Ça, c'est mon cinéma personnel ; c'est quand je mets ma machine à fictions au service de mon ego. J'ai toujours compensé le réel dans la salle obscure de mon cerveau, c'est une vieille habitude, que j'ai réactivée pour faire face à la maladie. Ce qui est nouveau, en revanche, ce sont les rêves, les vrais, ceux de la nuit, qui se déroulent en dehors de tout contrôle. Je fais comme avant des rêves compliqués, absurdes, érotiques, idiots, poétiques ; mais depuis que mes jambes ont commencé à faiblir, il m'arrive de ressentir leur ancienne force dans mes rêves. Je me suis plusieurs fois réveillée persuadée que j'avais exagéré mon mal : j'avais marché avec une telle aisance pendant mon sommeil ! L'impression était si réelle que je prenais le rêve pour un souvenir. Et puis, bien sûr, je reprenais pied dans le réel. Ces réveils-là sont un peu tristes.

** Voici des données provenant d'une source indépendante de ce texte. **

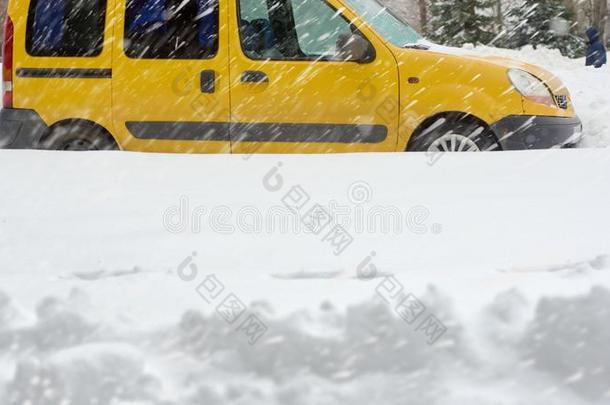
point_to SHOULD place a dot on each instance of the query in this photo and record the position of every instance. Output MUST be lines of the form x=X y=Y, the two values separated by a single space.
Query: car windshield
x=387 y=24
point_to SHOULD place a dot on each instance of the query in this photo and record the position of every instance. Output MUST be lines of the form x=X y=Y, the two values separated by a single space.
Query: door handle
x=208 y=81
x=254 y=76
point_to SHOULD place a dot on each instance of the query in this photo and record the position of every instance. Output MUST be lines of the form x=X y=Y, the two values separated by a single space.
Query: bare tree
x=423 y=14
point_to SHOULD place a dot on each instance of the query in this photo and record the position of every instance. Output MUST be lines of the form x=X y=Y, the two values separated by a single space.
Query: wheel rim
x=79 y=145
x=454 y=143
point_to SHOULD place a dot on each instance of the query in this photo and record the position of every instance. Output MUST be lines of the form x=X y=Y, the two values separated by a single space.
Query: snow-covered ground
x=502 y=259
x=482 y=279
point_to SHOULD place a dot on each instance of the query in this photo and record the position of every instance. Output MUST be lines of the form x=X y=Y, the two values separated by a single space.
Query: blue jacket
x=596 y=54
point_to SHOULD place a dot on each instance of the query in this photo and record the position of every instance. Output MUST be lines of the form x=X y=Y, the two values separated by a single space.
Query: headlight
x=531 y=87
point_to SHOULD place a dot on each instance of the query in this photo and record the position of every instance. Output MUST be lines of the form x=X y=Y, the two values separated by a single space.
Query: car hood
x=552 y=81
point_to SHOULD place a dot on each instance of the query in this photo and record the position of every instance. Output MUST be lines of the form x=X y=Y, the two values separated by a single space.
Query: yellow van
x=268 y=76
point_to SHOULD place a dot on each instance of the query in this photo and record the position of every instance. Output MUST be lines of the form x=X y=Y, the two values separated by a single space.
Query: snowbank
x=107 y=294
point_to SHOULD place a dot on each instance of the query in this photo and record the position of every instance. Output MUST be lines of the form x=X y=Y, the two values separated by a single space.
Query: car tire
x=79 y=138
x=454 y=134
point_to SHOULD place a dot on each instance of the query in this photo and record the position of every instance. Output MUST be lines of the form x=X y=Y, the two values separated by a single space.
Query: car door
x=170 y=79
x=293 y=91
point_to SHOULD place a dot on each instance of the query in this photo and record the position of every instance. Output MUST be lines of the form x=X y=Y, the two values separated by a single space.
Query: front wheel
x=453 y=134
x=79 y=138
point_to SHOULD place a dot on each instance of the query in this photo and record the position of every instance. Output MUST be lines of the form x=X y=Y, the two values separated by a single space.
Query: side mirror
x=354 y=48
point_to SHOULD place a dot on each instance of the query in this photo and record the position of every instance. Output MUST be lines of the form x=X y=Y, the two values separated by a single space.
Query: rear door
x=293 y=91
x=170 y=86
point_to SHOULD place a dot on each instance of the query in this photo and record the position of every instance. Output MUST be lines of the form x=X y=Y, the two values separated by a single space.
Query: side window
x=171 y=29
x=298 y=30
x=65 y=27
x=319 y=27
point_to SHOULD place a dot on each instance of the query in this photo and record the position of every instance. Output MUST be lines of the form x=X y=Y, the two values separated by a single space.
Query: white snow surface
x=512 y=257
x=510 y=251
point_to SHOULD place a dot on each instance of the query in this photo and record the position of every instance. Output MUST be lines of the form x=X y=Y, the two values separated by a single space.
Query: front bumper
x=519 y=132
x=20 y=129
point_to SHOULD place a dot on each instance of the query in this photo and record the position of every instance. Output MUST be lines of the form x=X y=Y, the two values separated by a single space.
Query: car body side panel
x=79 y=87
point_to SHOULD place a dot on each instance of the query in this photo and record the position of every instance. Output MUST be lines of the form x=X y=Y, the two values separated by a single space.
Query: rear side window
x=171 y=29
x=66 y=27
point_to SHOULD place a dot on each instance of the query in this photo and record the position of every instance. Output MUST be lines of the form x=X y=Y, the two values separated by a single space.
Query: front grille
x=562 y=102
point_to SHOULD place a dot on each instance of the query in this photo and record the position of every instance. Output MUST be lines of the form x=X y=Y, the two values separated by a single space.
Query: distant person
x=596 y=54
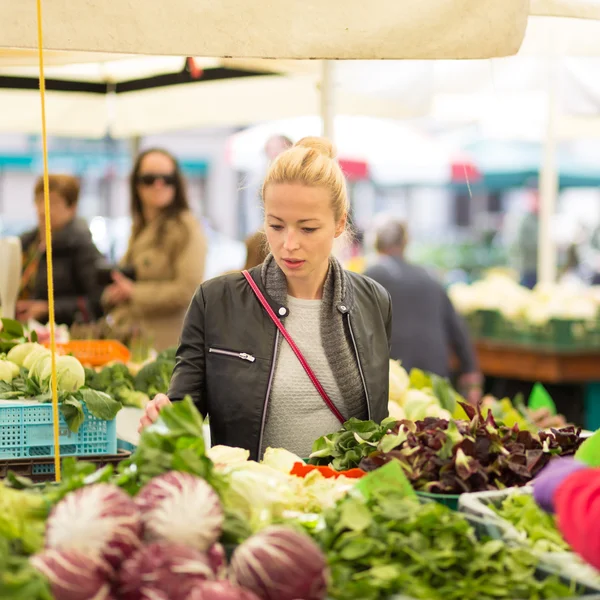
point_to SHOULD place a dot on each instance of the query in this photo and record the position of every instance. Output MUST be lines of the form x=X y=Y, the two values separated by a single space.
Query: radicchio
x=218 y=560
x=280 y=563
x=181 y=508
x=100 y=521
x=220 y=590
x=73 y=575
x=163 y=571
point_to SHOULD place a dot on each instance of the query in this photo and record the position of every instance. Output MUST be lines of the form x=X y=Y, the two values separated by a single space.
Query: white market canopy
x=297 y=29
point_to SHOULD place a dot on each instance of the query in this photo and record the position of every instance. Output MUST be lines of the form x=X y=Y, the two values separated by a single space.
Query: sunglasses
x=150 y=179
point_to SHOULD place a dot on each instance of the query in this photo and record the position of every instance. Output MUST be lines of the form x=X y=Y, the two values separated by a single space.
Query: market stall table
x=511 y=361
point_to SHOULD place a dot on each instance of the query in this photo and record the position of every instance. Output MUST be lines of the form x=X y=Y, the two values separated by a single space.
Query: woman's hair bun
x=320 y=144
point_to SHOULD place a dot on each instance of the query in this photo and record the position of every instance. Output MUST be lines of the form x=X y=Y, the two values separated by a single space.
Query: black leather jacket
x=226 y=358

Il y eut un rêve, pourtant, qui m'a donné une absolue satisfaction. J'y faisais du vélo avec un groupe, comme lorsque j'allais en colonie de vacances. Je dois dire qu'à l'époque c'était un calvaire : je n'étais pas sportive, je n'aimais pas pédaler, et je me retrouvais toujours en queue de peloton. Mais dans mon rêve, comme par miracle, mes jambes appuyaient sans effort sur les pédales, et je roulais avec une aisance que je n'ai jamais connue, même à l'époque de ma pleine santé. J'étais la reine du bitume, je dépassais mes compagnons les uns après les autres, et quand je me suis réveillée, j'étais en train de pédaler triomphalement loin devant les autres, sans effort, sans douleur. Comme dans un rêve. Je ne me suis pas sentie frustrée en me réveillant ; au contraire je souriais, heureuse comme si j'avais vraiment dépassé tout le monde. La différence avec les autres rêves, c'est que celui-là n'était pas un souvenir de ma force perdue : je n'ai jamais dépassé personne à vélo ! C'est un rêve qui ne me cause aucun regret, une création merveilleuse qui me répare à la fois de la maladie et de mes frustrations d'enfance. Un rêve qui fait rêver.
Le corps incertain, © Arléa, 2006.
Le rêve qui soigne.
Cette expérience montre plusieurs aspects du rêve. On retrouve cet accomplissement de souhait dont parle Freud, mais au-delà, c'est sur le bonheur de rêver que s'achève l'expérience. Ce contact avec le rêve reconnu comme rêve est le cadeau même – présent absolu, qui ne laisse rien de mieux à désirer – c'est le bonheur ! mais ce n'est pas "le rêve !", comme on dit de ce qu'on rêve d'atteindre, c'est le rêve dans sa plénitude, celui du rêveur insouciant et heureux de l'être. Il y a un rêveur bachelardien, un rêveur éveillé dans ce rêve-là. La dose de conscience du bienfait du rêve. C'est pourquoi nul regret ne s'ensuit face à une réalité réapparue qui n'éteint pas la conscience de ce bonheur porté en soi.
Le rêveur a joui d'un rêve lui appartenant pleinement, le constituant. C'est notre imaginaire reconnu comme complémentarité, continuité, consubstancialité de nous-mêmes. C'est aussi facile et aussi difficile à comprendre que pour l'enfant l'unité de la lune en toutes ses phases cachées.
Le manque n'est accepté que parce qu'il est comblé. Pour le psychisme le rêve existe au même titre que la réalité, l'un dans l'ombre de l'autre. Rêver sa vie et vivre ses rêves, c'est ni plus ni moins ce que nous faisons.
En se réveillant de son rêve de vélo, la narratrice vit cette unité d'elle-même, cette complétude : l'immense énergie développée par la jeune femme pour marcher avec les autres, l'immense énergie que l'enfant déployait pour rouler à bicyclette avec les autres ne font qu'une avec cette immense énergie grâce à laquelle la rêveuse à vélo dépasse tout le monde. Elle lui appartient. Et cette certitude qui vient de se constituer la comble de bonheur.